Com o livro "Conversa sobre o tempo" não foi diferente; deparei-me com um senário da língua de uma forma espetacular, uma conversa entre dois amigos acompanhada pelo jornalista Arthur Dapieve como entrevistador.

Para começar o que mais me chocou foi o quanto os escritores se sacrificaram em prol dessa obra, ambos indo para uma fazenda com a missão de discutir assuntos sobre a vida e o cotidiano, assuntos sobre o tempo.

O livro se divide em 4 partes, (retirando a linda apresentação de Dapieve), mas a conversa mesmo começa falando sobre a "Amizade e Família", seguindo depois dos temas: "Paixões", "Política" e por fim "Morte".

Confesso que ri, emocionei-me, chorei, desacreditei, acreditei, aprendi, descobri e me apaixonei...
Ufa, foram muitas emoções em um livro só.
O modo como eles encaram a vida, destemidos e maduros. A forma que conseguem desfrutá-las mesmo em idade avançada, fez-me ver o quanto de nós jovens desperdiçamos nossas juventudes com futilidades desnecessárias, afinal; desde quando futilidade é necessária?

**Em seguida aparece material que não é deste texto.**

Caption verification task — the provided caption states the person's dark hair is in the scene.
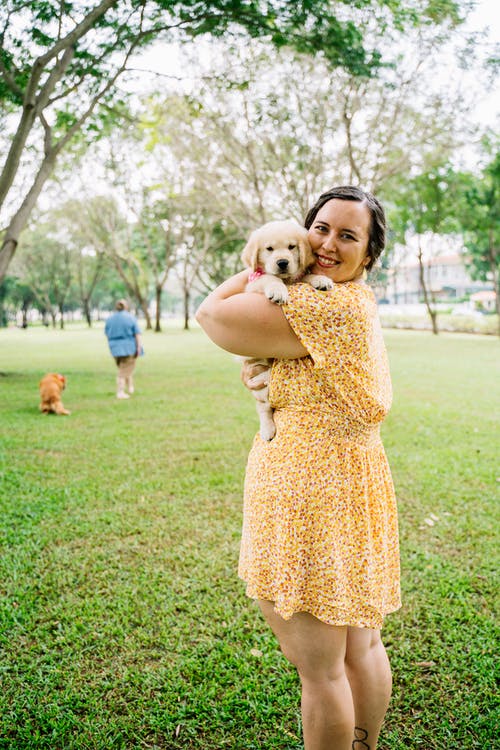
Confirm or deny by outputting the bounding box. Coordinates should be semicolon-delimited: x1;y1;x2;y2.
304;185;386;271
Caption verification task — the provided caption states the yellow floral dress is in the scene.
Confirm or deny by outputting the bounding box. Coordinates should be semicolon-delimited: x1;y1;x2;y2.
239;282;400;628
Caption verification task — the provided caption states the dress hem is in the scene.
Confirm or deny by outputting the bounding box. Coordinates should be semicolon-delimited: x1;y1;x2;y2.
240;576;402;630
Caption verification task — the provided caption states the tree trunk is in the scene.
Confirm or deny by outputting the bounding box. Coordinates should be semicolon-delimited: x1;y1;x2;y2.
82;297;92;328
0;149;58;283
488;238;500;336
155;285;162;333
139;297;153;331
184;287;189;331
418;242;439;336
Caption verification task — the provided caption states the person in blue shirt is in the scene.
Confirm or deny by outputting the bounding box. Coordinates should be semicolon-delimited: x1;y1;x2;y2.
104;299;142;398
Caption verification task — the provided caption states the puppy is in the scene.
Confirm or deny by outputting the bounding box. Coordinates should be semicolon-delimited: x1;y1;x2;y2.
241;220;333;441
39;372;71;414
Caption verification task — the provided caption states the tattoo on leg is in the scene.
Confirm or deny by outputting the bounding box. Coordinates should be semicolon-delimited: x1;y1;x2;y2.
352;727;370;750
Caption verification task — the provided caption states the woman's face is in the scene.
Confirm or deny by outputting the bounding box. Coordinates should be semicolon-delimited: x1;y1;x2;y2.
308;198;371;283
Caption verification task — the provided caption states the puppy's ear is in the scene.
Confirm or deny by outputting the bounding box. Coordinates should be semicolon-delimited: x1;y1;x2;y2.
241;231;259;271
299;235;314;271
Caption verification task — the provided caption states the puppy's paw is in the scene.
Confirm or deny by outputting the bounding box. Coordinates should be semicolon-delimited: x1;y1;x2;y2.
303;273;335;292
259;420;276;443
265;284;288;305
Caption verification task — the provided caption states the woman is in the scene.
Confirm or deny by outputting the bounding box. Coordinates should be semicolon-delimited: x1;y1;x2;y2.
104;299;143;399
197;187;400;750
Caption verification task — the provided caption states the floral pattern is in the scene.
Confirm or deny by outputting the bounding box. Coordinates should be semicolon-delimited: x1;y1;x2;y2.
239;282;400;628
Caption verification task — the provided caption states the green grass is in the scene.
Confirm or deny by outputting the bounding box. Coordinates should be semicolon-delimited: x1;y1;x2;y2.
0;327;500;750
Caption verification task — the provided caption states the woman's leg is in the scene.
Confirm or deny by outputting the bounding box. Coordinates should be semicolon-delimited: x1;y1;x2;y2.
345;628;392;750
116;357;128;398
259;601;354;750
123;357;137;394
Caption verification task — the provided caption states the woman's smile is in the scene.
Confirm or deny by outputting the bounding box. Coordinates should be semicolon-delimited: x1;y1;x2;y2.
308;198;371;283
316;255;341;268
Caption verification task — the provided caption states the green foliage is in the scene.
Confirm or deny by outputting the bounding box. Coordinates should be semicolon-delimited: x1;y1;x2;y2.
0;327;500;750
460;151;500;284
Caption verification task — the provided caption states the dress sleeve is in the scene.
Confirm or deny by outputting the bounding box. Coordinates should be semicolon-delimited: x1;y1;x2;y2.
283;284;364;369
283;283;391;424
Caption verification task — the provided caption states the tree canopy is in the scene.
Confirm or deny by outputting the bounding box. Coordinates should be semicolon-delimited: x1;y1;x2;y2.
0;0;461;281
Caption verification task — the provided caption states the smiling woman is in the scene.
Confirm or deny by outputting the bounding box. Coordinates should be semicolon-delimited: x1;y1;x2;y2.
197;186;400;750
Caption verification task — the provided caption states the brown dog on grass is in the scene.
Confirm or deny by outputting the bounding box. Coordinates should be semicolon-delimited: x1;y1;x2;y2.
39;372;71;414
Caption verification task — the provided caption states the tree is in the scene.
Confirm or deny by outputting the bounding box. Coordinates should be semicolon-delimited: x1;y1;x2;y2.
0;0;418;281
15;224;73;328
384;170;458;335
458;149;500;335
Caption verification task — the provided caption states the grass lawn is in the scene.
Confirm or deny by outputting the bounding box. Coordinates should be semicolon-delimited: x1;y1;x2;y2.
0;327;500;750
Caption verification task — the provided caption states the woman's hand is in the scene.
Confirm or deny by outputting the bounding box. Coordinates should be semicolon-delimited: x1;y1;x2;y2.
196;271;307;359
241;360;271;391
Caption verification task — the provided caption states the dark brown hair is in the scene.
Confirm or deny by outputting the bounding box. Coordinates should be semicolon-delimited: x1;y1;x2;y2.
304;185;386;271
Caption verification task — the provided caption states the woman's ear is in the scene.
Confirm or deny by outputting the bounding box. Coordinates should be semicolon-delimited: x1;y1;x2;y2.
241;231;259;271
299;231;314;270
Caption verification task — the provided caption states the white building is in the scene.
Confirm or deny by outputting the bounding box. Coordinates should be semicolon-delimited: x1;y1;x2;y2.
387;253;493;304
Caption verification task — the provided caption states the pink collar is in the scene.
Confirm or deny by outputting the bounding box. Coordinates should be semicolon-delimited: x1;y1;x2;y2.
248;268;265;283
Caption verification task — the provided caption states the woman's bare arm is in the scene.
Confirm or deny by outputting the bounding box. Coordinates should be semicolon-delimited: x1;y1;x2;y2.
196;271;307;359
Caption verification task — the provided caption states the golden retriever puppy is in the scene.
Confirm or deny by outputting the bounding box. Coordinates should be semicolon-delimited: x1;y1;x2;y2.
241;220;333;440
241;220;333;305
38;372;71;414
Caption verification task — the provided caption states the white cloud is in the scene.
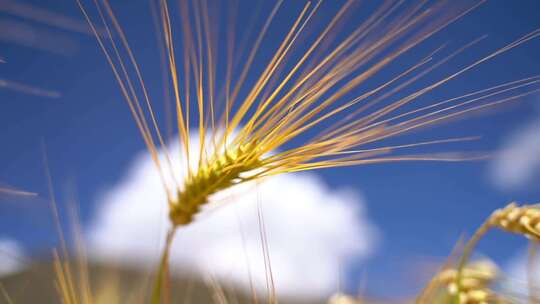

Ri alto quando o Zuenir falou que o Luis Fernando havia escrito uma crônica e foi entendida pelo sujeito de modo completamente diferente. E me lembrei das formas em que as pessoas tomam as minhas crônicas "fictícias" para elas de maneiras erradas. Foi hilário, mas aliviante saber que grandes mestres também passam por esses constrangimentos de vez em quando.
Diversos assuntos das quais possam imaginar foram citados na conversa. Senti-me como se estivesse lá participando, rindo e me emocionando diante de tantas experiencias e inconstâncias ditas.
Os valores que aprendi desde pequena, estavam lá, escritos. E me orgulhei de ter seguido a risca cada um deles, mesmo que estivesse escorregado pelo caminho, afinal, ninguém é perfeito ou feito de ferro.
No fim, deparei-me com uma frase de Luis Fernando Veríssimo ao ser perguntado como ele queria ser lembrado após sua morte; e ele disse:

"Eu gostaria de ser lembrado como um cara decente. Um cara decente como foi meu pai (Érico Veríssimo), decente em todos os sentidos da palavra. E que, sei lá, tocava um blues respeitável."
Ao ler esse ultimo trecho do livro, debulhei-me em lágrimas, afinal Luis Fernando estava doente em um hospital a pouco tempo atrás. Mas, agora finalmente todo esse pesadelo acabou.